Spencer Lewis, Unbounded: Selected Songs of Eric Andersen
(Woodstone Mountain, CD, digital download)
As songwriting legends go, Eric Andersen is relatively unknown. That is, in comparison to many of his famed contemporaries who emerged from the same Greenwich Village folk scene in the 1960s. While the likes of Phil Ochs, Dave Van Ronk and some guy named Bob have become icons, Andersen, who still writes, records and performs today, remains obscure to all but devout folk devotees. Or to Deadheads who happen to look at the songwriting credits for “Weather Report Suite,” which Andersen cowrote with Bob Weir. But among those acolytes, Andersen is as revered as any songwriter from the era. Artists from Johnny Cash to Gillian Welch have covered his music. Andersen is, as the rock-journo chestnut goes, “a songwriter’s songwriter.”
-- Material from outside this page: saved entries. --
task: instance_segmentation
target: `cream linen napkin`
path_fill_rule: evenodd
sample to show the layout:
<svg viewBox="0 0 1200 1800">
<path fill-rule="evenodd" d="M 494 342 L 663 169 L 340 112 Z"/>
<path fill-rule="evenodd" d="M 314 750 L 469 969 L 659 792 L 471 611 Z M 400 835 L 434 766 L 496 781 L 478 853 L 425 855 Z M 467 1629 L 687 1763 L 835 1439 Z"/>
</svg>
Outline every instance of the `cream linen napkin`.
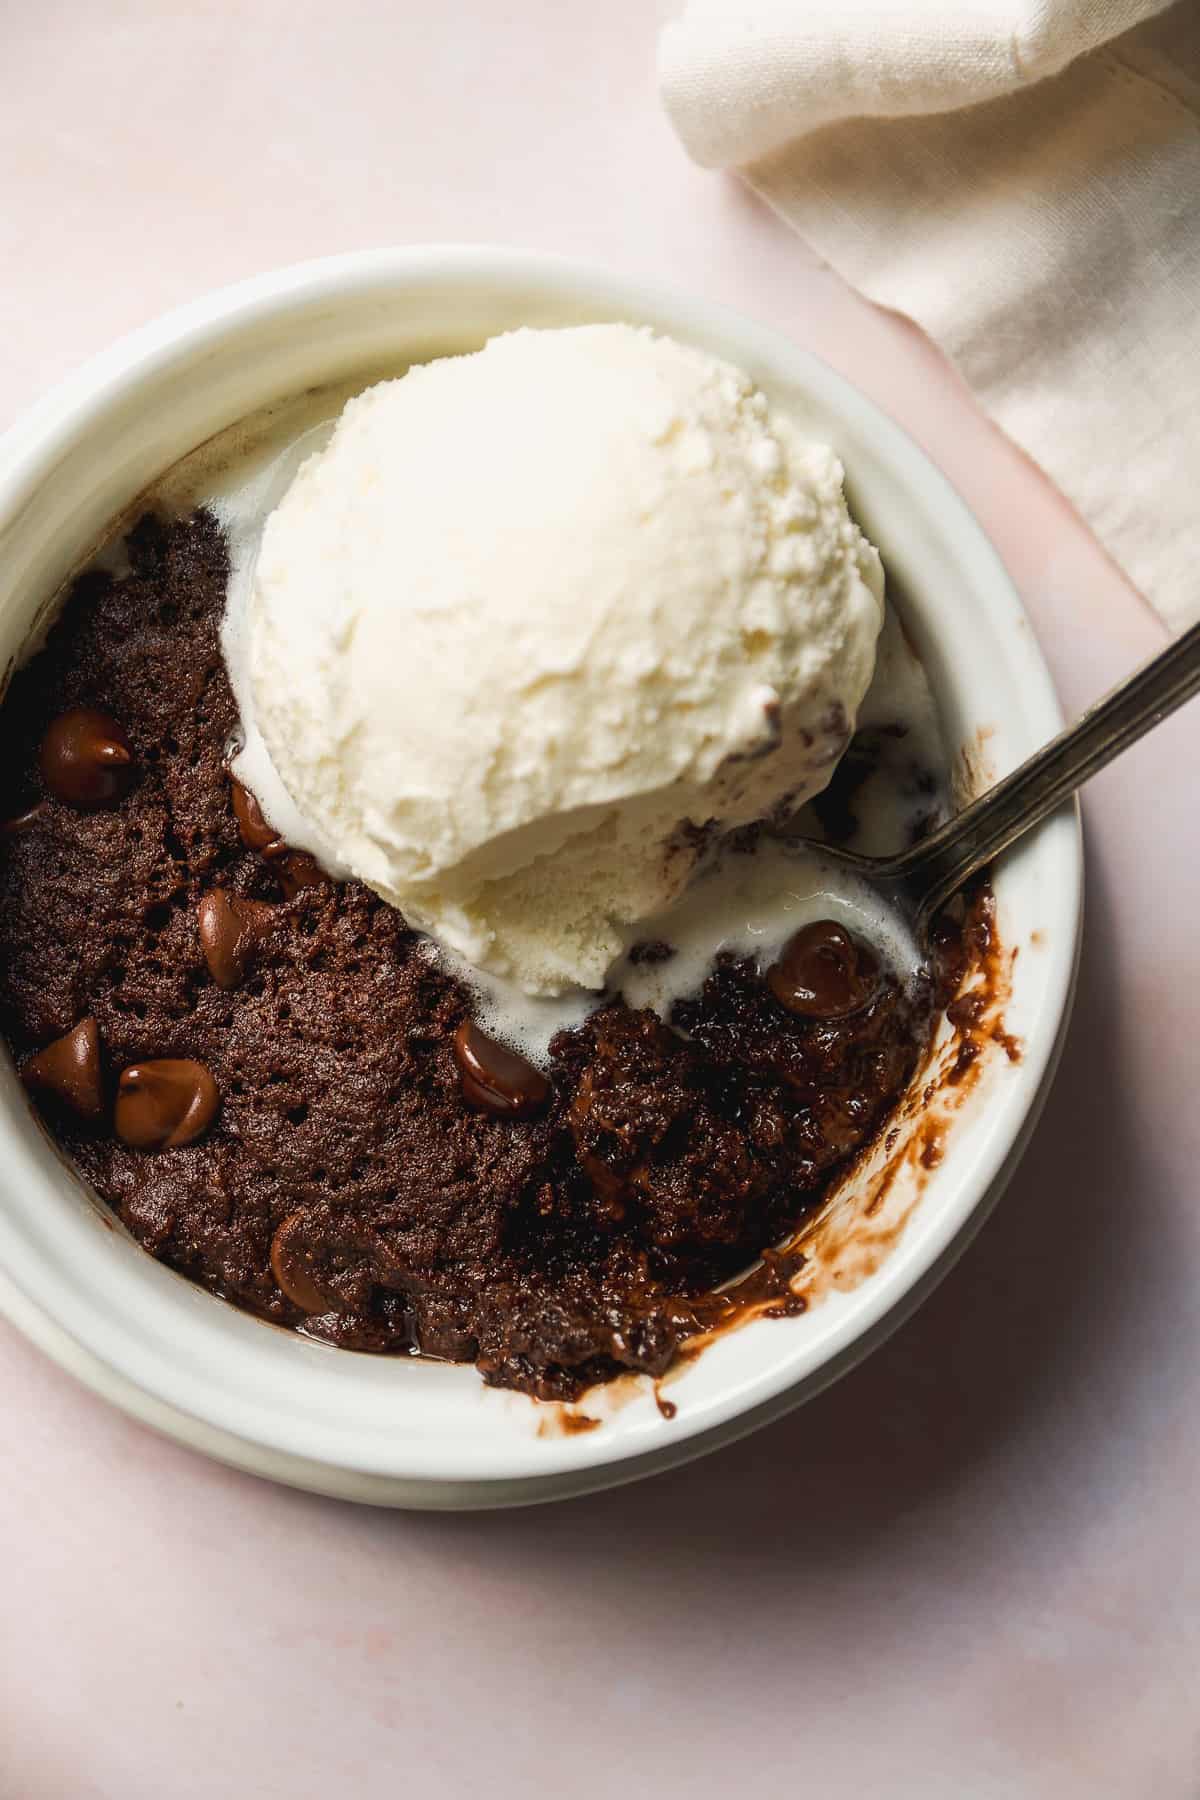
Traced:
<svg viewBox="0 0 1200 1800">
<path fill-rule="evenodd" d="M 1200 614 L 1200 0 L 690 0 L 667 111 Z"/>
</svg>

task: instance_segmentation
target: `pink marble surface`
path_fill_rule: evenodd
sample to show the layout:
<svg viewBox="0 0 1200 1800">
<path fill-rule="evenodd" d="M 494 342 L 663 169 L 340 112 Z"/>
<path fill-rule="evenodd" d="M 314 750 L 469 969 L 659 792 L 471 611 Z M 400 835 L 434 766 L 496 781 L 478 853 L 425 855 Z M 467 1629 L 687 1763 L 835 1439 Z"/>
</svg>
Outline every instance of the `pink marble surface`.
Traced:
<svg viewBox="0 0 1200 1800">
<path fill-rule="evenodd" d="M 646 0 L 0 0 L 0 424 L 272 264 L 587 255 L 854 375 L 981 514 L 1078 707 L 1155 621 L 901 321 L 689 167 L 655 25 Z M 418 1771 L 496 1800 L 1196 1793 L 1198 757 L 1200 708 L 1088 794 L 1078 1009 L 997 1214 L 885 1349 L 747 1443 L 552 1508 L 356 1510 L 159 1441 L 0 1328 L 3 1800 Z"/>
</svg>

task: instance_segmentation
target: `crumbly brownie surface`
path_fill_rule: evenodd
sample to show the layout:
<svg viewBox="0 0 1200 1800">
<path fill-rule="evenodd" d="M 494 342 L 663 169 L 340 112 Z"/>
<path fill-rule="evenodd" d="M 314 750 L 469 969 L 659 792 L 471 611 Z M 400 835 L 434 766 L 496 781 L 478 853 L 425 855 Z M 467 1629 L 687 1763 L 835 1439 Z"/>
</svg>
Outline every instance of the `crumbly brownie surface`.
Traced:
<svg viewBox="0 0 1200 1800">
<path fill-rule="evenodd" d="M 191 1059 L 219 1108 L 195 1141 L 146 1150 L 50 1093 L 59 1141 L 154 1256 L 279 1323 L 473 1360 L 544 1397 L 661 1372 L 702 1297 L 878 1130 L 945 992 L 883 979 L 848 1017 L 801 1018 L 726 960 L 679 1030 L 617 1003 L 556 1039 L 540 1116 L 477 1110 L 453 1045 L 461 986 L 367 889 L 289 879 L 239 831 L 218 526 L 147 518 L 130 556 L 124 578 L 78 584 L 0 708 L 0 817 L 16 821 L 0 834 L 0 1027 L 28 1068 L 94 1018 L 108 1095 L 130 1064 Z M 88 811 L 39 767 L 80 706 L 118 720 L 133 754 L 128 792 Z M 214 890 L 271 909 L 228 988 L 198 929 Z M 281 1256 L 300 1271 L 284 1287 Z"/>
</svg>

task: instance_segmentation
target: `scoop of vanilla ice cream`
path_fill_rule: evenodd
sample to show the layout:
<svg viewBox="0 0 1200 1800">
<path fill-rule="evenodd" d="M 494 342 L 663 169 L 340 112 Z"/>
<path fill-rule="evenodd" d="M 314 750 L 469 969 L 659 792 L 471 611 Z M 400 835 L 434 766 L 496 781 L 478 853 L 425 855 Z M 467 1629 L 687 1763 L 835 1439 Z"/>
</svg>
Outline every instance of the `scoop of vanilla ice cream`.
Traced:
<svg viewBox="0 0 1200 1800">
<path fill-rule="evenodd" d="M 715 830 L 845 747 L 882 622 L 833 453 L 627 325 L 346 407 L 267 521 L 256 724 L 310 843 L 529 993 L 598 988 Z"/>
</svg>

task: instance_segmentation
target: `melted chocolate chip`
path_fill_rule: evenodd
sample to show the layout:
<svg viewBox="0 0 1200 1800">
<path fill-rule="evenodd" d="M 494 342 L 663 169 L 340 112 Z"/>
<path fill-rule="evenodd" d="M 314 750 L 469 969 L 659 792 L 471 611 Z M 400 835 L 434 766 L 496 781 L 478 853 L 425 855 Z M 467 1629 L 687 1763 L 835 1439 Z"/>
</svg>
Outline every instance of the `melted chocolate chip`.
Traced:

Vermont composer Spencer Lewis is one such tunesmith who holds Andersen in the highest regard. On Unbounded: Selected Songs of Eric Andersen, Lewis pays tribute to his songwriting hero with a collection of songs that serves as an intriguing and accessible introduction to Andersen’s work.
Lewis, whose most recent credits include the Irene-themed instrumental, impressionistic folk album Vermont Resurrection, modeled his take on the Andersen songbook after the folk singer’s seminal 1967 album, ’Bout Changes ’n’ Things Take 2. That record is regarded as something of a folk-rock curiosity among music historians. It is quite literally a second take, essentially the same record as Andersen’s 1966 album, ’Bout Changes & Things, but sequenced differently and with added instruments. So perhaps in Lewis’ mind, Unbounded is something like Take 3.
If so, he’s not far off the mark. While Lewis croons in a deliberate baritone compared to Andersen’s sly tenor, Lewis’ sensitivity to lyrical phrasing is similarly guileful, especially on crushingly heartsick tunes such as “Cross Your Mind” and “Violets of Dawn.” Andersen, for better or worse, was far more romantically than socially or politically motivated, especially compared to Ochs and other folk singers of the era. Lewis captures this facet of Andersen effortlessly.
A cynic could question the value of re-creating another artist’s work while that artist is alive and still producing music. Why not just go buy one of Andersen’s 25-plus albums, or see him live? But on Unbounded, Lewis injects enough personal style and emotive force, both vocally and instrumentally — mirroring Andersen’s brilliantly nimble guitar style — to deliver the album from mere hero worship. It is both a fine tribute and a worthy introduction to the music of a great songwriter.
Spencer Lewis performs at the Celebrate Vermont festival in Stowe this Saturday, August 25.